One difference is in funding. A report by a number of scholars from the National Institute for Early Education Research refers to pre-k as being offered to children who are 3 or 4 years old. It further notes that 27 percent of 4-year-olds nationally are enrolled in pre-k, and 4 percent of 3-year-olds. It goes on to state that 1.3 million children attended such state-funded preschool education. Although the terminologies are mixed, this report seems mostly to refer to pre-k.
One further difference that often separates preschool from pre-k is that pre-k classes are more often attached to a wider school environment, with a path leading through kindergarten to elementary school. Preschools, on the other hand, are more often located in isolation and are not associated in the same way to the wider school setting.
Ages and Attendance
Although the issue is not always clearcut, preschool has a more flexible approach to ages of attendance than pre-k. So, for example, Park Slope Parents -- a website resource for parents -- suggests that ages in preschool can range from 2 until kindergarten age. It also points out that preschools often have more flexibility for attendance, with some only opening for half days and others offering half as well as full-day options.

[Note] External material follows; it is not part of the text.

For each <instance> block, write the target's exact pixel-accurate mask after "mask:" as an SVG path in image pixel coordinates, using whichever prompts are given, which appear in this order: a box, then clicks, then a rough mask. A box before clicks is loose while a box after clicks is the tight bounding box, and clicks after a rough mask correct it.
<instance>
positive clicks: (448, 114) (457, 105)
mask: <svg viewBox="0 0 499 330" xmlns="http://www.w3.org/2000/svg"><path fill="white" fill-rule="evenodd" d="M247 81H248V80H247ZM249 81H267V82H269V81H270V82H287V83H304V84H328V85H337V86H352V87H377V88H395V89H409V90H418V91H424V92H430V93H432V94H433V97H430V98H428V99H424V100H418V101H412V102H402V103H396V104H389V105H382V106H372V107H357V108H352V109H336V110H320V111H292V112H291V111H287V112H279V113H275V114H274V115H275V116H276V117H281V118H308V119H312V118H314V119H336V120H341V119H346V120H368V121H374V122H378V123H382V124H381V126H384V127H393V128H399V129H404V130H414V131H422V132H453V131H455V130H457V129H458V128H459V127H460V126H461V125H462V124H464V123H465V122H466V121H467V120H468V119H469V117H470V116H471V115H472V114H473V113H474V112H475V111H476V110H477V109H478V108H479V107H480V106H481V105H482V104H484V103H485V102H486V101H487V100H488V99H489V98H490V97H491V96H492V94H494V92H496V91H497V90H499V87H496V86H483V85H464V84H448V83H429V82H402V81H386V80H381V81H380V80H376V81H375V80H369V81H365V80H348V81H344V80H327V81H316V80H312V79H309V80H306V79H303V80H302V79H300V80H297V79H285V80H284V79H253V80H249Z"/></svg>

Curriculum and Positioning
In some respects preschool may be perceived as either a step between daycare and kindergarten or between daycare and pre-k. Perhaps more importantly, however, preschool is more likely to be an extension of daycare with similarly less-structured activities. Pre-k has more focus on learning as a preparatory step for kindergarten. So attention is given for your child to particular areas of learning, such as using simple math and flash cards as well as structured lessons and activities that promote movement and motor skills.